Zıt görüşlü iki üniversite öğrencisi Larry Page ve Sergen Brin'in aslında aynı görüşte buluştukları tek bir nokta vardı: internette aranılan bilgileri, belirli bir sınıflandırmaya koymak ve bilgiye daha hızlı ulaşmak. Evet işte bu kadar net ve açıktı istedikleri. 1995 yılında California'da başlayan serüven, “Backrub” adında bir arama motoru üzerindeki çalışmayla devam etti. Piyasadaki arama motorlarından farklı, geçmiş bağlantıları analiz edebilen bir arama motoru olsun istiyorlardı ama bu fikri hayata geçirmek için kullanacakları materyallerin parasını karşılayabilecek güçleri yoktu. Piyasadaki pahalı sunucuları alamadıkları için, eski bir bilgisayardan istedikleri gibi bir sunucu elde etmeye çalıştılar. Belki de o eski bilgisayarın sunucusu olmasaydı; bizler, hayatımızı kolaylaştıran hızlı ve doğru bilgilere ulaşamayacak, dünyada en çok kullanılan arama motorundan habersiz kalacaktık. Sunucularını da bulduklarına göre, kafalarındaki fikri hayat geçirme vakti gelmişti.
Artık geçmiş arama bağlantılarını da analiz edebilen bir arama motoru yaratmışlardı. Mucidi oldukları arama motoru önce üniversitelerinde, sonra da kullananlar arasında çok beğenilmiş ve icadın ünü hızla yayılmaya başlamıştı. Arama motorlarına bir isim bulmalıydılar ama bu isim, misyonlarına yakışır nitelikte olmalıydı. Edward Kasner'in “matematik ve hayal gücü” kitabında yer alan, 10 üssü 100 ü ifade eden ünlü googol kelimesini seçtiler. Bu sayıdaki sıfırların çokluğuyla, internetteki bilgilerin çokluğunu özdeşleştirip, bugün dünyanın en çok kullandığı arama motorunun adını buldular: “Google”.
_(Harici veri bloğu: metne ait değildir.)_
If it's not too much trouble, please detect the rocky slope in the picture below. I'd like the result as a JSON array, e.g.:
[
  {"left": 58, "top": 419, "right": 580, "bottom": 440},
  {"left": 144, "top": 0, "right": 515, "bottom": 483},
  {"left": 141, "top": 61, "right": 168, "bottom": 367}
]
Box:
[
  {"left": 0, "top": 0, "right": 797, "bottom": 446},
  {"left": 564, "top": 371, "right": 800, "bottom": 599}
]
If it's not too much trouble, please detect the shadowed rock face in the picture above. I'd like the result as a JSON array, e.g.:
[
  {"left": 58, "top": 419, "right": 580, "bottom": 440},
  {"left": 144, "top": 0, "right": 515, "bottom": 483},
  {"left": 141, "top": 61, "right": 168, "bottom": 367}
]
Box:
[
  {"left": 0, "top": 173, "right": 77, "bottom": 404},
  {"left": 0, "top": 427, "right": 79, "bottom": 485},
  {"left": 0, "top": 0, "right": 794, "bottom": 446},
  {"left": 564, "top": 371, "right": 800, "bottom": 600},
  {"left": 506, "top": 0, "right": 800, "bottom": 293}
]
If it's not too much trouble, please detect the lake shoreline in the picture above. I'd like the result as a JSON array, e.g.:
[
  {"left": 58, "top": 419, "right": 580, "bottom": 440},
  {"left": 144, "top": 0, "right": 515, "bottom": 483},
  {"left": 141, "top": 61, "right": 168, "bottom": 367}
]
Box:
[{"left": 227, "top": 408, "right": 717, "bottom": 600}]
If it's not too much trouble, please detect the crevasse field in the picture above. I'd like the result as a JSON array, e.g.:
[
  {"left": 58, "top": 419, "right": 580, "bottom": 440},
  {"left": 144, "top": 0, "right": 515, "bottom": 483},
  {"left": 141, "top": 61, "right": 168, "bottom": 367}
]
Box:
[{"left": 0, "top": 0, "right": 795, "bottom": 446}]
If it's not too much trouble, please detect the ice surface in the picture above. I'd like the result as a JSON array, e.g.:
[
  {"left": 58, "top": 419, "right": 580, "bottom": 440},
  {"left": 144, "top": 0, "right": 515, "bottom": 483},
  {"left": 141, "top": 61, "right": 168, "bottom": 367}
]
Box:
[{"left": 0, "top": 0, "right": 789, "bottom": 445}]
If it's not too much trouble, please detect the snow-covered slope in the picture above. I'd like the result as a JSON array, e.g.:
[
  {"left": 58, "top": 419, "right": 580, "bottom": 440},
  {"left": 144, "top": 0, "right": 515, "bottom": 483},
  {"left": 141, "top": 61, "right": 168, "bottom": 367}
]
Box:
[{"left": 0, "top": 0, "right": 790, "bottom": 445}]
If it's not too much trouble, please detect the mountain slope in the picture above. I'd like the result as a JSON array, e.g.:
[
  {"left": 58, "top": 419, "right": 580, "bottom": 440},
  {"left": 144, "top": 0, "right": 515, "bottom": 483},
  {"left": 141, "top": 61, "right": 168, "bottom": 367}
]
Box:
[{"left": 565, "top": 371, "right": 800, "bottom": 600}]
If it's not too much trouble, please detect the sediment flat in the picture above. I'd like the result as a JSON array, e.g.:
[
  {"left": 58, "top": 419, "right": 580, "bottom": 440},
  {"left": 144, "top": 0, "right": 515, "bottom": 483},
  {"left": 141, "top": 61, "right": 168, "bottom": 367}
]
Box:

Larry'nin yurt odasında çalışmalarına devam eden ikili, artık harika icatlarının lisansını satın alabilecek firmalara ulaşmalıydılar ama kimse onlara bekledikleri ilgiyi göstermedi. Buraya kadar getirdikleri, geliştirmek için borç altına girdikleri icat, kimse tarafından sahiplenilmemiş, bir yandan da Google'ı geliştirmek için alınan disklerin de ödeme günü gelmişti. Ne yapacaklarını bilmez haldeyken, son çare olarak Sun Microsystems'in kurucu ortağıyla bir görüşme ayarlayıp, sunum yapmaya karar verdiler.
Andy Bechtolsheim'dan, google.Inc adına 100.000$ lık bir çek alan ikili, bu çeki uzun süre çekmecede saklamak zorunda kalır çünkü çek, Google.Inc diye bir şirkete kesilmiş fakat ortada yasal bir şirket olmadığından çek tahsil edilemez. 100.000$ lık çek, çekmecede beklerken, ailelerinden ve arkadaşlarından borç para alarak, 1 milyon $ toplayan ikili, şirketlerinin ilk sermayesini oluşturur. Belki açmaya çalıştıkları her kapı, sonuna kadar açılmadı, belki de bizim bilmediğimiz birçok zorlukla karşı karşıya kaldılar. Ama her başarı hikayesinin temelini oluşturan, karamsarlığa düşmemek felsefesi onların pes etmemesini sağladı. Zaten bu çaba, bu azim ve bu isteklilik değil midir insanları başarıya ulaştıran. işte sabırla beklenen gün gelmiştir, Eylül 1998'de, arkadaşlarının garajında Google beta sürümü halkla açılır.
Yasal olarak, internette ben de varım diyen ve hala varlığını en iyi şekilde sürdüren arama motorumuz Google, böylece hayatımıza girmiş olur. Günde 10.000 arama sorgusuna cevap veren Google, en iyi 100 site içine girer ve 1998'in en iyi arama motoru seçilir. 3 kişilik şirket, yeni bir ofise geçer ve kadrosunu 8 kişiye çıkarır. Artık günde 500.000 arama sorgusunu cevaplayan Google, 1999 yılında da, adının altındaki beta yazısını kaldırır.
Şu an 200 milyon arama sorgusuna cevap veren ve 5000 den fazla çalışanı olan Google, dünyadaki tüm arama motorlarını geride bırakarak, durdurulamaz bir yükseliş göstermektedir. 7 yıl gibi kısa bir zaman diliminde, Microsoft gibi büyük firmaların rakibi olan google, ulaşmak istediğimiz bilgiyi, en doğru ve hızlı şekilde ekranımıza getirerek, sizce de bu yükseliş ve başarıyı hak etmiyor mu?